Re: [PATCH 05/23] cxl/pci: Don't poll doorbell for mailbox access

Dan Williams <dan.j.williams@xxxxxxxxx> · Mon, 29 Nov 2021 11:37:34 -0800

On Mon, Nov 29, 2021 at 11:32 AM Ben Widawsky <ben.widawsky@xxxxxxxxx> wrote:
[..]
> >
> > Right, there's no harm in the check, it just seems overly paranoid to
> > me if it was already checked once. Until a doorbell timeout happens
> > it's an extra MMIO cycle that can saved for a "what happened?" check
> > after a timeout.
>
> Well I suspect we're just rearranging the deck chairs on the Titanic now, but...

Not so much, just trying to get this driver in line with other error
handling designs.

> I see doorbell timeouts as disconnected from whether or not the mailbox
> interface is ready. If they were the same, we wouldn't need both bits and we
> could just wait extra long for the doorbell when probing.
>
> In other words, I expect if the interface goes unready, doorbell timeout will
> occur, but I don't think we should assume if doorbell timeout occurs, the
> interface is no longer ready.
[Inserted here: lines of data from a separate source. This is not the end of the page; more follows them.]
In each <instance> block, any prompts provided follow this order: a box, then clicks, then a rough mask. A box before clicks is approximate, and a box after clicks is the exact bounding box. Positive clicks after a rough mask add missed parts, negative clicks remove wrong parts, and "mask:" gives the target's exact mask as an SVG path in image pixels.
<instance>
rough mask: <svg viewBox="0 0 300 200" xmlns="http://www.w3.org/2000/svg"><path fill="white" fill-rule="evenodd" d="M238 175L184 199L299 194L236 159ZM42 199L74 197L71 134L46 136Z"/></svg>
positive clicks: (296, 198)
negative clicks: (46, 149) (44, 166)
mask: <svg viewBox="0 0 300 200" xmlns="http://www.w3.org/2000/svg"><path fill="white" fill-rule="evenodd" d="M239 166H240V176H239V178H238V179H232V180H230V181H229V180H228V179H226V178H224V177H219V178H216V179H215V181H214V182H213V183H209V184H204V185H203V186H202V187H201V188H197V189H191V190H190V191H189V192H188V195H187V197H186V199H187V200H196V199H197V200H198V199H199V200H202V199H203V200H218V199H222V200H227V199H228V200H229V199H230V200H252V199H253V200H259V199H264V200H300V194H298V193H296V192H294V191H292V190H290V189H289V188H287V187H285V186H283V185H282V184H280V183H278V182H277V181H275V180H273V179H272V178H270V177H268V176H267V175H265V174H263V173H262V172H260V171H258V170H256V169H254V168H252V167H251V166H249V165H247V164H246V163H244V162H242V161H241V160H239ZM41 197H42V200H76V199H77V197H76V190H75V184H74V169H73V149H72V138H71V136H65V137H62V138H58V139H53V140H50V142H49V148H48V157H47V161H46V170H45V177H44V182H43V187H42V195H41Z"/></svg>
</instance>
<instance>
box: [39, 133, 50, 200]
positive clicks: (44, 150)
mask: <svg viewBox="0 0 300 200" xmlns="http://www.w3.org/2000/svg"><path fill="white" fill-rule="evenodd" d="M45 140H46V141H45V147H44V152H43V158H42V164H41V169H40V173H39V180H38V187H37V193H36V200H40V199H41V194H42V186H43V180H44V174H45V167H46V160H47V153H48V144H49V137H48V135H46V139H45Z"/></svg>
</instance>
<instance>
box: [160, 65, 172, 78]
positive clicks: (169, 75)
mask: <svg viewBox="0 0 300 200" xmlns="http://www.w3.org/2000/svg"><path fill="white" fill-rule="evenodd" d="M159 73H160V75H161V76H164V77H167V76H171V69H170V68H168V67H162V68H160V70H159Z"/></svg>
I don't purport to know why a doorbell timeout
> might occur while the interface remains available (likely a firmware bug, I
> presume).
>
> It does seem interesting to check if the interface is no longer ready on timeout
> though.

So I'm just modeling this off of NVME error handling where there is a
Controller Fatal Status bit that could be checked every transaction,
but instead the driver waits until a command timeout to collect if the
device went fatal / not-ready.